Durante varios años, “Poliedro” fue la sección principal de las centrales de la revista Este País. Con el propósito de honrar a esa tradición impresa y renacer como EP en línea, hemos nombrado “Poliedro Digital” al blog semanal de la Redacción que, al tener diversos colaboradores, es como ese cuerpo geométrico de “muchas caras”.
Los animales que vemos
Durante varios años, “Poliedro” fue la sección principal de las centrales de la revista Este País. Con el propósito de honrar a esa tradición impresa y renacer como EP en línea, hemos nombrado “Poliedro Digital” al blog semanal de la Redacción que, al tener diversos colaboradores, es como ese cuerpo geométrico de “muchas caras”.

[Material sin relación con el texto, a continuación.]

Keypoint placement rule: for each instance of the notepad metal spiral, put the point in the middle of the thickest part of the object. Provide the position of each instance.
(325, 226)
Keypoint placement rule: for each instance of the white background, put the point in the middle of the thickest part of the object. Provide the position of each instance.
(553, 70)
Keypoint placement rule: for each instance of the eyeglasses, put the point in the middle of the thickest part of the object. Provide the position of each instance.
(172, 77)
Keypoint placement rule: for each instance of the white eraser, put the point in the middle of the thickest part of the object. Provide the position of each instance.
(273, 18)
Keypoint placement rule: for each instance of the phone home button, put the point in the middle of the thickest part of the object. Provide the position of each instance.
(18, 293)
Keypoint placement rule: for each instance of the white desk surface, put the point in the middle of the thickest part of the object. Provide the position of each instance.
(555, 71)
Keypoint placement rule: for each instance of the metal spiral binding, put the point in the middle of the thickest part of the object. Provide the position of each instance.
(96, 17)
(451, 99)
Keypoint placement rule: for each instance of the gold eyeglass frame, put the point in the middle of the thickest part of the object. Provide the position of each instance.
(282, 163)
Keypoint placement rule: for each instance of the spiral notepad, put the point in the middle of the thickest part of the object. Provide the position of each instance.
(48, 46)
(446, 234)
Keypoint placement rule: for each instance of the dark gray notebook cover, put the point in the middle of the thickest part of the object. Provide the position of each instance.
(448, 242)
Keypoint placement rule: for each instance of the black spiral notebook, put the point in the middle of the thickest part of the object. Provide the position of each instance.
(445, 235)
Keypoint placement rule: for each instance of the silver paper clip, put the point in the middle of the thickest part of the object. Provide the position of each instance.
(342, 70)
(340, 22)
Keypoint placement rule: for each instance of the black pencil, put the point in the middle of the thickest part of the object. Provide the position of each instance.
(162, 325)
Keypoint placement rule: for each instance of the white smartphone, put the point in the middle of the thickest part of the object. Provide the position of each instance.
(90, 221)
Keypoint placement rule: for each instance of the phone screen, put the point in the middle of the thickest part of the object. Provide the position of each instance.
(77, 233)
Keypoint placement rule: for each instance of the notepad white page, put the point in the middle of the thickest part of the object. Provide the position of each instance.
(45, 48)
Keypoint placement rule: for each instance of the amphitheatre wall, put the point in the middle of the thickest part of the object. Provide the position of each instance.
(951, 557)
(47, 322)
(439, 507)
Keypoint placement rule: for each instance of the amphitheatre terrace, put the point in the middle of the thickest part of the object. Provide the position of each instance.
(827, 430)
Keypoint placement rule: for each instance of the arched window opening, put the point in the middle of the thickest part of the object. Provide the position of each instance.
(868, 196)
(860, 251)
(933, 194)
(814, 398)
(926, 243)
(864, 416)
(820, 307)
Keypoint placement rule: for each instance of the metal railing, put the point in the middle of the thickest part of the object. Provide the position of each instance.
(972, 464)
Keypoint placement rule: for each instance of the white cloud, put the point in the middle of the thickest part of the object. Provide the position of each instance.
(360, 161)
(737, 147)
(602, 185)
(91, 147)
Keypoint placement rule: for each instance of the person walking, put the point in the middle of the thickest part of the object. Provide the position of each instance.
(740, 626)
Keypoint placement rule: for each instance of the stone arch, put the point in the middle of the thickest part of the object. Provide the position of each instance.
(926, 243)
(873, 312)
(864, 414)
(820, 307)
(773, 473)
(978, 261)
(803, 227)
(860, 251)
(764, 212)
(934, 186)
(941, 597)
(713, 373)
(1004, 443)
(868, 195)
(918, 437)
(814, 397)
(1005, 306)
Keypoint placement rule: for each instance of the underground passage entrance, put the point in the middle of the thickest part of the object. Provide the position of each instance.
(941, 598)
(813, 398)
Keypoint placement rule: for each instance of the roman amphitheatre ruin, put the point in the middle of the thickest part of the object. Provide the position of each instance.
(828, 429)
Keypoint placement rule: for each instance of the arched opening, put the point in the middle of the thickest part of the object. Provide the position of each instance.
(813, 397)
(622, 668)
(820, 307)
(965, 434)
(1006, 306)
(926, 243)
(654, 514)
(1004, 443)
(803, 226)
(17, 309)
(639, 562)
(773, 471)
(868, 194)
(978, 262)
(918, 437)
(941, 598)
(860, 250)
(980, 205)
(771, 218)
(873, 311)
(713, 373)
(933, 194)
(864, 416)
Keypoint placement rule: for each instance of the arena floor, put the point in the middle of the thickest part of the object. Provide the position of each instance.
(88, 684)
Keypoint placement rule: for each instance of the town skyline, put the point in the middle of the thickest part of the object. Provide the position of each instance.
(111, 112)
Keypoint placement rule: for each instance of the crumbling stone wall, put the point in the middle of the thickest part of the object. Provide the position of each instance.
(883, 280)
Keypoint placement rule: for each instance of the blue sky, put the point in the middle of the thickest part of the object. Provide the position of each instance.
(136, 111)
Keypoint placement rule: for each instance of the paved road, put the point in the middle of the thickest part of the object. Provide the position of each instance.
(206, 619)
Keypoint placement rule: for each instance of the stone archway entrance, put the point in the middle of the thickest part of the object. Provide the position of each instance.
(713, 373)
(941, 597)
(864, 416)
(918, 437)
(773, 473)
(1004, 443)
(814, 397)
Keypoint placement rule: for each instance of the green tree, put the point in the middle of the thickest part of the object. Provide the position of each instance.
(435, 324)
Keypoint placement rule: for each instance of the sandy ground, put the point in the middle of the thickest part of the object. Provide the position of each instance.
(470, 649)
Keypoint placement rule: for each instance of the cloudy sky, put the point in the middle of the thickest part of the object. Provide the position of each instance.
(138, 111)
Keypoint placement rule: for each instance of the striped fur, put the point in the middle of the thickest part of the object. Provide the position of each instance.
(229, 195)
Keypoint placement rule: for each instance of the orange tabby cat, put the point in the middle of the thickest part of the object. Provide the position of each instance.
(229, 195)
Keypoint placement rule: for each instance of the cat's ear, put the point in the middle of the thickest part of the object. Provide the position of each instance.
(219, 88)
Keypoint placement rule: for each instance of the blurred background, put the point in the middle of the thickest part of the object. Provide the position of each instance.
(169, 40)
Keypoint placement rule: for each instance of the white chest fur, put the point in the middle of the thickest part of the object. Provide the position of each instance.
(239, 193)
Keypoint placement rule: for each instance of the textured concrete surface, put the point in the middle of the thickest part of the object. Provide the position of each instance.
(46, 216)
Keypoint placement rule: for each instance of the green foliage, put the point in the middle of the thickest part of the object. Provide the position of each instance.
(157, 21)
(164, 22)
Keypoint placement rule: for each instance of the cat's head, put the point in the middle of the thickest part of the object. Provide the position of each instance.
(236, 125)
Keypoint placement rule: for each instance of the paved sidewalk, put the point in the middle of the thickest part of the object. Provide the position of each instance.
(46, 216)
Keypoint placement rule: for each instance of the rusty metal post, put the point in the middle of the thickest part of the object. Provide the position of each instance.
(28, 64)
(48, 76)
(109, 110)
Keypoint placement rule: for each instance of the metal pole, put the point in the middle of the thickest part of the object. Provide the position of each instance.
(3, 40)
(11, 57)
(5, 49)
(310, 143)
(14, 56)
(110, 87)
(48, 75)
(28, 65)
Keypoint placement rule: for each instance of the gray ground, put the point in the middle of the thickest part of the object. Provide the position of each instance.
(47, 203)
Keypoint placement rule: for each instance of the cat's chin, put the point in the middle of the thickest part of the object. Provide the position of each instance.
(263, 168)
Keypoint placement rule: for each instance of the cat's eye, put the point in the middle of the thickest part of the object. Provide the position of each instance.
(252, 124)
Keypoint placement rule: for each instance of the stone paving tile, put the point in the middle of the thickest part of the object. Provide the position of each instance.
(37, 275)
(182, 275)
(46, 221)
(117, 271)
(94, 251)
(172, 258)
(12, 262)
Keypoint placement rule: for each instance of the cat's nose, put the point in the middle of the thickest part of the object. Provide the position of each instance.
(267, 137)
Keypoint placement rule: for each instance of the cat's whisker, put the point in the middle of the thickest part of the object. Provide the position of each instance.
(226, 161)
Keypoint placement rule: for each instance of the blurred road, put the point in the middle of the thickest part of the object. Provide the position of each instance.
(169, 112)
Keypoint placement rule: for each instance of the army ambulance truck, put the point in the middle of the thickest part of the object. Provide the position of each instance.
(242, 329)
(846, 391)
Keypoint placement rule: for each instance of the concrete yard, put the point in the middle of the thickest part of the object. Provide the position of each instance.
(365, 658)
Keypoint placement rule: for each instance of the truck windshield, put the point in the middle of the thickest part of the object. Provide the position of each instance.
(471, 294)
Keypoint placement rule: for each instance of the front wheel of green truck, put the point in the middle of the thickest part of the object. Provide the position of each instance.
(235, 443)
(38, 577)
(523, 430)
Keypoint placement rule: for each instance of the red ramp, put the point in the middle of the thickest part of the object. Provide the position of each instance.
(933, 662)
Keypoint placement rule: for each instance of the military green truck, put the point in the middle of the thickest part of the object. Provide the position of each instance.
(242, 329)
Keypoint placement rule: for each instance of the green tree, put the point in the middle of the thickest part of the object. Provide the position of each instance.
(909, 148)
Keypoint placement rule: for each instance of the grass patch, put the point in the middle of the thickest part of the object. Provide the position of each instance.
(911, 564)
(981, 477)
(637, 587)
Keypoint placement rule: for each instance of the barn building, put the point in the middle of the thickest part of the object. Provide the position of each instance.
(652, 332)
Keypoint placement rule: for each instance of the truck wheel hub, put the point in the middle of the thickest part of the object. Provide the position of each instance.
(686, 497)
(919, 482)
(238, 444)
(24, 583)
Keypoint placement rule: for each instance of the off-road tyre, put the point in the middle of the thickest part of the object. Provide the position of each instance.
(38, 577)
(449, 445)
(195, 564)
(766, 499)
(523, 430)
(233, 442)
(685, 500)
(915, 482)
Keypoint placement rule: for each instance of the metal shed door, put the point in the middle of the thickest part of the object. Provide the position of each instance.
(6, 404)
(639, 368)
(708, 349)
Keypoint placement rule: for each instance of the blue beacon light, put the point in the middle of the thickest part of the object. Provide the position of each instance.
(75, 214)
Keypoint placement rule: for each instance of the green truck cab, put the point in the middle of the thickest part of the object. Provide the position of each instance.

Texto de Julieta García González 24/01/20
El mapache se yergue en la silla y se asoma a la olla que está frente a él, sobre la mesa, llena de huevos. Hace un esfuerzo y alcanza a tomar uno con ambas patas, pero no logra sacarlo de su recipiente y se le ve desesperado. No tiene la altura para llevarse el tesoro, ni puede trepar más, así que batalla un rato con el huevo entre sus dedos, sobándolo, sin que haya otra cosa que frustración. Después de unos segundos, se rinde, mira al vacío y se baja de la silla: sale de nuestro campo de visión. Quedan ahí la olla con los huevos, la cocina entera de quien está grabando con una cámara que, mientras el mapache batalla, se tambalea de vez en cuando, tal vez sacudida por la risa.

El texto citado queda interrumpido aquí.